Anthropic has released the new model Fable 5, available for free until the 22nd. User tests have found that Fable’s safety guardrail detection triggers far more frequently than the company’s claimed 5%, with even routine coding tasks or simple greetings sometimes triggering an automatic switch back to the older model, Opus 4.8. More seriously, the system includes an anti-distillation mechanism that silently degrades response quality if it suspects a user intends to use Claude’s outputs to train another AI. Researchers are concerned this could negatively impact academic research and technical collaboration.

Author and source: Quantum Bit

Don't get too excited yet!

Claude has just released its new model, Fable 5, which many people may not need at all!

Many netizens who have tested it found that the trigger rate for Fable 5’s safety guard detection mechanism appears to be much stricter than the official claim of less than 5%.

Whether it's a regular coding task.

Even a simple greeting might be automatically routed back to the old model, Opus 4.8.

Even more absurdly, I fell for it too.

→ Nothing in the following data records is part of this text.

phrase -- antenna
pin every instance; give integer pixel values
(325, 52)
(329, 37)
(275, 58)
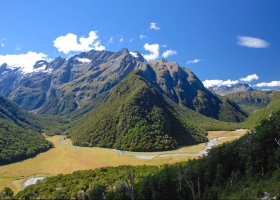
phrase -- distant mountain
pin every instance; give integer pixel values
(136, 117)
(264, 113)
(19, 139)
(251, 101)
(66, 85)
(223, 90)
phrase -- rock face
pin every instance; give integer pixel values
(65, 85)
(223, 90)
(135, 117)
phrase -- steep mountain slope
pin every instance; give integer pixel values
(135, 117)
(184, 88)
(251, 101)
(224, 90)
(66, 85)
(264, 113)
(18, 138)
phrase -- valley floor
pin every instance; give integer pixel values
(65, 158)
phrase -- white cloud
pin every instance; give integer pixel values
(26, 61)
(230, 82)
(154, 51)
(250, 78)
(142, 36)
(83, 60)
(193, 61)
(270, 84)
(210, 83)
(217, 82)
(168, 53)
(110, 41)
(70, 43)
(252, 42)
(154, 26)
(18, 48)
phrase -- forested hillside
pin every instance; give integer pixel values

I asked Claude to help me look up some information to enrich the background.

It thought two steps ahead—snap, switched to Opus.

In other words, you think you're interacting with Anthropic's newly released most powerful model, but midway through the conversation, the other side has quietly switched personnel.

And it's not just that security checks are prone to false positives—what's even more serious is yet to come:

Anthropic has also embedded a anti-distillation mechanism in its 319-page system card.

If the system suspects you're using Claude's outputs to train your own AI model, it won't even inform you what happened—it will simply reduce the quality of Fable's responses.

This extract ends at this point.